Le Point widmet seine Titelgeschichte in dieser Woche einem Phänomen, welches das Magazin "
ikonoklastische Welle"
getauft hat: Intellektuelle wie
Alain Finkielkraut,
Marcel Gauchet,
Luc Ferry, Politiker und Aktivistengruppen bringen angesichts der gegenwärtigen innenpolitischen Probleme Frankreichs die Spaltung zwischen
Rechts und Links "endlich" zum
Kippen. In seinem Editorial mit der Überschrift "Der Friedhof der Überzeugungen", das sich auch mit dem Parteitag der Sozialisten beschäftigt,
beschreibt Claude Imbert den Hintergrund: "Immer mehr Franzosen sehen den
Zustand Frankreichs in seiner grausamen Wahrheit: den
wirtschaftlichen Niedergang, das Scheitern der Bekämpfung der Arbeitslosigkeit in den Vorstädten, die Isoliertheit
in einem durch das Nein zum Referendum niedergeknüppelten Europa. Gegen dieses
Chaos gibt es nur eine einzige taugliche Hoffnung: die der Reform."
In einem weiteren Beitrag
benennt Francois Dufay das "
Vergehen" dieser "Ikonoklasten": Dass sie es "wagen, die Dinge beim Namen zu nennen" und "

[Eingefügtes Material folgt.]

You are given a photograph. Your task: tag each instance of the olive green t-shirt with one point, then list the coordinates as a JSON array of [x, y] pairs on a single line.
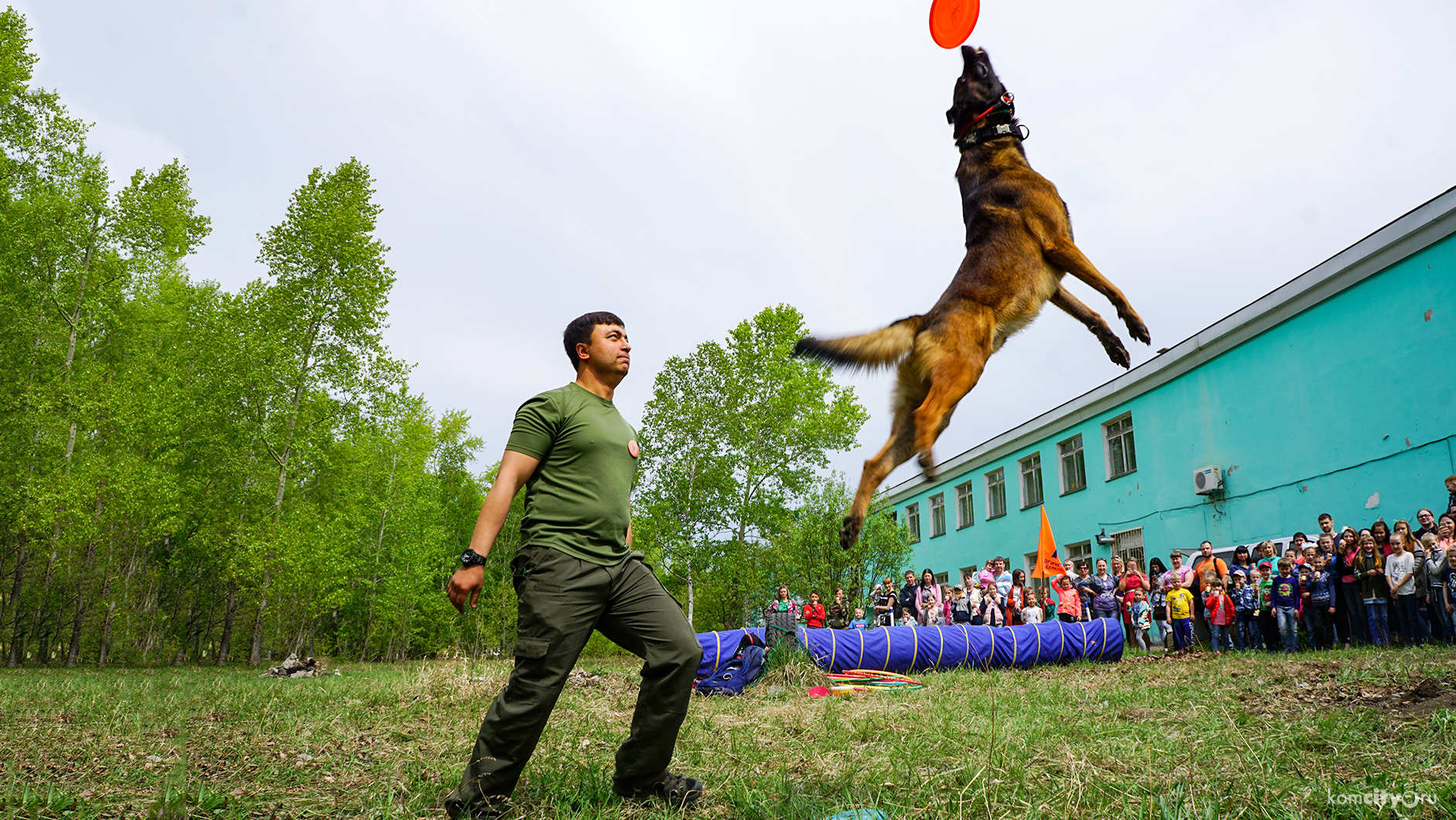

Tabus brechen", indem sie etwa das "berühmte französische Sozialsystem" in Frage stellen oder sich weigern zu glauben, dass sich die "Unterdrückten" niemals "wie Barbaren aufführen" könnten. Noch sei unklar, ob diese "Welle" eine
"nationale Neubestimmung" einläutet oder einen "
naturgegebenen Pessimismus" markiert. Aber: "Es wird dieses Mal schwer fallen, diese Ikonoklasten mundtot zu machen, in dem man sie in die Nähe von Le Pen rückt. Weder fremdenfeindlich noch rechtsradikal rekrutiert sich ein Großteil dieser 'neuen Reaktionäre', die letztlich
zum Realismus Bekehrte sind, aus den Reihen der Linken." Die Krawalle, aber auch die Selbstmordattentate und das Nein zur Europäischen Verfassung markierten eine "katastrophale Abfolge", welche nun "die Zungen löst, Ansichten zurechtrückt und jeden dazu zwingt, seine
intellektuelle Bequemlichkeit aufzugeben."
Zwei Interviews mit dem sozialistischen Politiker und Mitgründer von Ärzte ohne Grenzen
Bernard Kouchner und dem Schriftsteller und Essayisten
Philippe Muray ("Moderne contre moderne") zum Thema sind leider nur gegen Bezahlung zu lesen.